How to woo digitally-savvy shoppers28th Nov '17
Millennials are the future – both at home and in the export markets of the Far East – and appealing to them requires businesses to develop a new approach
When it comes to selling to the fast-growing, evolving and diverse range of nations in the Far East, it’s as important to consider the demographics as it is the geography. As Ian Tandy, HSBC’s Head of Global Trade and Receivables Finance, said to the 140 SME business owners at the Cathay Pacific/HSBC Routes to Growth conference: “The ASEAN’s 625m population is strikingly youthful.”
True, the middle-class in the Far East is growing rapidly and has money to spend. But it’s the digitally-savvy ‘millennials’ that pose the greatest challenge to the status quo.
Millennials, defined as those born between 1982 and 2002, are supposed to work, view employment and have career plans that differ significantly from those of previous generations. They also shop differently, having been in the vanguard of the mobile, internet and digital era.
For British businesses looking to trade in China and the other booming Far-Eastern economies, attracting this key group, both as customers and employees, is critical to success.
According to Forbes: “Chinese millennials, numbering more than 400 million, are a force to be reckoned with.” They are “ultra-connected consumers”.
They also need to be treated differently. “We had to throw out the rule book,” revealed Margaret Manning, CEO of Adelphi, a digital design agency. Websites are old hat, she suggested. “You have to use different platforms in different ways and with different modes of address,” she said. “We use WeChat [the Chinese equivalent of WhatsApp] to talk with very senior government clients in a way you would probably speak to your best friend or children. It’s very different.”
“Learn what social media your customers like to be on and use that,” agreed Julie Deane, founder of The Cambridge Satchel Company, a business that exports globally, selling via digital platforms. “In the UK people operate via email; in China it is via social media. I’ve now got lots of customers who are my friends on WeChat. It’s a really effective and cheap way of communicating.”
It’s not just the medium, but the communication channel. The way businesses are structured is also critical.
The approach until now has been based on selling to ‘baby boomers’ (roughly defined as those born between the mid-1940s and mid-1960s), using baby-boomer processes. ‘’Businesses,’’ said William Kim, CEO of the fashion brand AllSaints, ‘’are behind the curve ‘’when it comes to millennials and their ways. Society is outpacing innovation adoption quicker than companies. The world is changing yet business models are not.”
He feels something of a pioneer. “We knew as far back as 2012 that, by 2020, ‘generation next’ [millennials] were going to outnumber the baby boomers in the UK, US and China.”
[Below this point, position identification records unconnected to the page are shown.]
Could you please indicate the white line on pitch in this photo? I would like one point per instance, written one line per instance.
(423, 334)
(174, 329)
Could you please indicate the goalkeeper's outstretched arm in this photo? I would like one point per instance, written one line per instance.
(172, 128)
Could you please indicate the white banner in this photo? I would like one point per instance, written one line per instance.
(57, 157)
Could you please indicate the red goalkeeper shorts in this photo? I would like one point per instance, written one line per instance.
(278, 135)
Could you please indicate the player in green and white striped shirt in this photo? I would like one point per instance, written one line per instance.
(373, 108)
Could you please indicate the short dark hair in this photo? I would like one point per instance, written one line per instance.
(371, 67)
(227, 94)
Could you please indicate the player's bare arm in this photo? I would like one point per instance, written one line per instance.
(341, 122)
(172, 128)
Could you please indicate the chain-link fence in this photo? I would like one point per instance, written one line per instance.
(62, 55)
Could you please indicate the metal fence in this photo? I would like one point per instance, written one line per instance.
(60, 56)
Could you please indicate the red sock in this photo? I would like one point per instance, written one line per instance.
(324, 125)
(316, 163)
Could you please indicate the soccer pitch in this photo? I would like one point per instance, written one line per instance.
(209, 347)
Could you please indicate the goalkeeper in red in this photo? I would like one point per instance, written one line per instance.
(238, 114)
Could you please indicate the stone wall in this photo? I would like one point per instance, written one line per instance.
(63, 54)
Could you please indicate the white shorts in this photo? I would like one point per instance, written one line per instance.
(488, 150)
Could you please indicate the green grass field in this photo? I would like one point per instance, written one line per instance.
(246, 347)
That meant changing the way the firm linked with both staff and customers, involving adopting a flatter management structure and making changes to sales channels.
AllSaints halved its number of management tiers. “A flatter organisation gives you pace,” said Kim. Innovation comes from how you organise and motivate your teams. It’s all about flexibility and speed of response to changes, and opportunities. The business cycle has become shorter. “These days you can’t work to annual targets; we have to work towards 100-day goals.”
To connect with the millennials, businesses have to digitalise, “taking the analogue out of everything you do in your business,” he added. “Digitalisation is shifting the way the world works and shifting it fast. Businesses need to keep up with the curve if they are to survive. Regardless of sector, if companies adopt innovation, they have great growth potential.”